What we’re mostly doing is speculating on how Jack Smith is going to approach this, and parsing the differing takes from different experienced attorneys and former prosecutors.
edited
Omnes Omnibus
@WaterGirl: I am just tired of the speculation on the topic. I probably should have just skipped the whole thread.
WaterGirl
@Omnes Omnibus: I get it. For me and for some of us, it’s helpful, for you it’s not!
That’s how I feel about talk of Musk these days. Yawn. I just skip those. That’s the nice thing about Balloon Juice – read the ones you want, skip the ones you don’t.
Jackie
Probably a dead thread, but don’t know where else to plug this in. TIFG is having a wee bit of a problem hiring lawyers in Florida:
“…But the case against Trump is so big and complex due to the central role of sensitive government records that Trump insiders are looking for a specialist in the Classified Information Procedures Act, which governs the use of sensitive records in criminal trials.”
“Trump’s team has interviewed at least six law firms to join his legal defense — including two top criminal defense attorneys from South Florida — and may sign one in the coming days. But some attorneys who have been contacted by Trump’s team declined to work for the former president.”
““The problem is none of us want to work for the guy. He’s a nightmare client,” said one top federal criminal defense attorney in the Southern District of Florida, noting that Trump’s legal team has been the subject of numerous unflattering stories about infighting and the capriciousness of Trump.”
““I would love to do it. I think the case is weak. But my wife would divorce me and my kids wouldn’t talk to me if I defended Trump,” said another who had informal discussions with Trump’s team.”

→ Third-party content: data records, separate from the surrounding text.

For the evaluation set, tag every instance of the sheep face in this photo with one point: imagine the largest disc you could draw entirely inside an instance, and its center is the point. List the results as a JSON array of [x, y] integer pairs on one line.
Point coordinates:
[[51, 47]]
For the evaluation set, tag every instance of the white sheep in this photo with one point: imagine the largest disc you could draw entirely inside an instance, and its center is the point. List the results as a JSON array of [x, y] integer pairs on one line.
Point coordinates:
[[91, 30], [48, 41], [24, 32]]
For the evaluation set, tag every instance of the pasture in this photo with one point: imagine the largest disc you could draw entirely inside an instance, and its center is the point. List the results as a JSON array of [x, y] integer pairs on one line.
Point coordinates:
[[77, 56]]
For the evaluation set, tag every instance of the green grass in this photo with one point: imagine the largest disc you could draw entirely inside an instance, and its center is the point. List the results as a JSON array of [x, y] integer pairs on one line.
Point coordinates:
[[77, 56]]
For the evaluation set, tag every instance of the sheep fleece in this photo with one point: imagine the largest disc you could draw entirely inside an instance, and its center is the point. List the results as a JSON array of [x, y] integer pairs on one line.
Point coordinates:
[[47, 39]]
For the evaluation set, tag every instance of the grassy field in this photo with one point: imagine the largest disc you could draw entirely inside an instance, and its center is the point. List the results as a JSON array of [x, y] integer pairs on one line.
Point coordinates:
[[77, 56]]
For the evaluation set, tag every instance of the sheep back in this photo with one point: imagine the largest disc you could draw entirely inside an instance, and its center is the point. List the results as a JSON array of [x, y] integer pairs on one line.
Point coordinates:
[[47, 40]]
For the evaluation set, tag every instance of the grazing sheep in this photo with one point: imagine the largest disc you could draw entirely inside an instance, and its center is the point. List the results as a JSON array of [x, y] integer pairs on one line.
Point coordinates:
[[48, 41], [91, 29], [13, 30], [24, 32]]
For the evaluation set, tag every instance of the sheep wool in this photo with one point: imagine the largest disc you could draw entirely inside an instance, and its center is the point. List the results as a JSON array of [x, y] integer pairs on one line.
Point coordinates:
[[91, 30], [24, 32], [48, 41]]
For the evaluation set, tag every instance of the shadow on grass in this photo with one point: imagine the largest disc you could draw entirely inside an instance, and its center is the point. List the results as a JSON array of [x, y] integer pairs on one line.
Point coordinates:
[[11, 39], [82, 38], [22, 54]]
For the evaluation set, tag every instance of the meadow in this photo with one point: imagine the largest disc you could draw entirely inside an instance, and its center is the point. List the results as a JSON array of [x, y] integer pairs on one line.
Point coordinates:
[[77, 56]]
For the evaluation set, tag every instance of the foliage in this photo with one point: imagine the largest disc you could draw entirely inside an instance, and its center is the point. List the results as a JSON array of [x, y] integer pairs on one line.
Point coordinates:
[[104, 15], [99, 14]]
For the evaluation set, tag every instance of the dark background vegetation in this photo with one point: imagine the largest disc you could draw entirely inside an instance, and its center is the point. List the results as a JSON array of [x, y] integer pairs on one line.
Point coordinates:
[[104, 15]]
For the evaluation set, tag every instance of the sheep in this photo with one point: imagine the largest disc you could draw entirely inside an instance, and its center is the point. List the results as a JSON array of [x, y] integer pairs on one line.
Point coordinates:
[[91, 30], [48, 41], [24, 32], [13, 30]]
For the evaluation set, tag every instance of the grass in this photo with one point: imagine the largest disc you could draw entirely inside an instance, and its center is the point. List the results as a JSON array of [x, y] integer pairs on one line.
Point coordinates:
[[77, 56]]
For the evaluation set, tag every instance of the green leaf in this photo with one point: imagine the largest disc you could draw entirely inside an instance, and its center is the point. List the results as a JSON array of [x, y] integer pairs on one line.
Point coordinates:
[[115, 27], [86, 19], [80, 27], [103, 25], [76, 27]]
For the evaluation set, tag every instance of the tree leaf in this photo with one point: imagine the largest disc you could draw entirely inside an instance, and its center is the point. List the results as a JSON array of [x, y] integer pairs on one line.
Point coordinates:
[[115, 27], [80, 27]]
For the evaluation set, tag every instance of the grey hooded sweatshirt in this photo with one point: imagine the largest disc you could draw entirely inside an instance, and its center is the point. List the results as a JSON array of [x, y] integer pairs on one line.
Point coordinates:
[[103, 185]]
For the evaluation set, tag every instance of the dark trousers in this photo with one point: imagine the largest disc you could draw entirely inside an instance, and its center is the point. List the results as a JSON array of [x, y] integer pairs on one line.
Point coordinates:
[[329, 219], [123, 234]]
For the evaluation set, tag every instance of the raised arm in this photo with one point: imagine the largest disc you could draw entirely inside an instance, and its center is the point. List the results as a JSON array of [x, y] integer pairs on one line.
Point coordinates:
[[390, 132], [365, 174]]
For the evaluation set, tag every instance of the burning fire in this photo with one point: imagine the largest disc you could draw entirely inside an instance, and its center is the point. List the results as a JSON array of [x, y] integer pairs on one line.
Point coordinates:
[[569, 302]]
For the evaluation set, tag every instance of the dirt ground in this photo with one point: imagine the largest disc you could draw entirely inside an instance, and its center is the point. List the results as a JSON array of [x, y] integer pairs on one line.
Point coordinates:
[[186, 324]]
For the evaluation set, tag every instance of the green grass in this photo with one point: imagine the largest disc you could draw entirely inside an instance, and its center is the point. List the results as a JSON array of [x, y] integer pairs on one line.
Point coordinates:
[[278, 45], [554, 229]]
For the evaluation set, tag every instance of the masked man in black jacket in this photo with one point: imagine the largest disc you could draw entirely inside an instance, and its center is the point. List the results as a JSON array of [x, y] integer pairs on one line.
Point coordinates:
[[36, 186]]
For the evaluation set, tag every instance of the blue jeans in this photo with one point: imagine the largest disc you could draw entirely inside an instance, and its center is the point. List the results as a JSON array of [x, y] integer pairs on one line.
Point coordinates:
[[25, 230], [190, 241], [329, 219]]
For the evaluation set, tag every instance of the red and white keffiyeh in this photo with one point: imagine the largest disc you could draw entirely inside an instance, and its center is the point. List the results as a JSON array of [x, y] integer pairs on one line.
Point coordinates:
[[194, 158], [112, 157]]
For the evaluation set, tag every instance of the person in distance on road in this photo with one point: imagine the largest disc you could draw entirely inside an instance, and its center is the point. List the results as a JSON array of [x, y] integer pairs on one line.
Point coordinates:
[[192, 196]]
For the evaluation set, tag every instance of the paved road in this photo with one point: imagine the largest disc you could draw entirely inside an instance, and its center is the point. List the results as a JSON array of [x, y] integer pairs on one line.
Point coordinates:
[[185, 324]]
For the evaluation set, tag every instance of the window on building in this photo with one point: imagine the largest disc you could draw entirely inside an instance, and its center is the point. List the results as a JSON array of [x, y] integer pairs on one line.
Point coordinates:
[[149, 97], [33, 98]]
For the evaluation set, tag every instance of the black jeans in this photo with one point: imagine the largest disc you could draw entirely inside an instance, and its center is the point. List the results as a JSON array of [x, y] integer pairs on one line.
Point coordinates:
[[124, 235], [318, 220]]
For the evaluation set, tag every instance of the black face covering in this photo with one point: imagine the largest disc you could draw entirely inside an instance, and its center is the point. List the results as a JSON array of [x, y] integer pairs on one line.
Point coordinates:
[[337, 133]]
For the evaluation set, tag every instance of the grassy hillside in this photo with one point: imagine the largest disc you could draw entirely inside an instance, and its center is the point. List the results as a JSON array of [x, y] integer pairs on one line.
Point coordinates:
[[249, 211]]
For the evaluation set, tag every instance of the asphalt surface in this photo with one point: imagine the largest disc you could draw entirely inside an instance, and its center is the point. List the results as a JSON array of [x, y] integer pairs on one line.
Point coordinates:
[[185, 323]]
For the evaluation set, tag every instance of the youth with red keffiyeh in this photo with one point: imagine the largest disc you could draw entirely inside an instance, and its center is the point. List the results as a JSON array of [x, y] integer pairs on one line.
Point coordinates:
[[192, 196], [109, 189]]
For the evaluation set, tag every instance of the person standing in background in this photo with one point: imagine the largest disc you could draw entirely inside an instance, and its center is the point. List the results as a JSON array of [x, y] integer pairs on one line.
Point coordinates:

https://themessenger.com/politics/trump-plans-south-florida-legal-huddle-as-he-struggles-to-find-lawyers-before-court-appearance
Odie Hugh Manatee
I wouldn’t put it past TFG to attempt to blackmail the government into dropping the prosecution as a last resort/Hail Mary. Claim to have a third party ready to release the documents he still has, or else. All bets are off if he thinks he is going to go to prison. All of his life he has been able to manipulate people into defending him and paying his way while doing so. Money, lawyers and supporters have sustained his lifestyle and now it may all end.
He is going to get desperate if his Insurrection #2: Electric Prosecution Bugaloo doesn’t happen.
Scout211
@Jackie: OMG! Too funny!
El Muneco
@PAM Dirac: This, except the balance between 70 and 24 depends on how cunning Cannon thinks she is… The 70 could stay where it is or even go up if she’s thinking “messing with voir dire” and “excluding evidence” and “I get to set the jury instructions” and could go way down if she’s lazy and thinks to herself “I have One Weird Trick to make it all work”.
The idea that she will do anything other than what she was put in that position to do, considering she has a lifetime job and there is exactly zero chance of her ever being removed – which would require impeachment and conviction – is not particularly convincing to me.
Jackie
@Scout211: At least he understands his priorities!
That statement, in a nutshell, defines a LOT of households in America.
Cluttered Mind
@Chief Oshkosh: Because nuking her like this could set off a series of events that might lead to also getting her off the bench entirely. Which would be a good, good thing.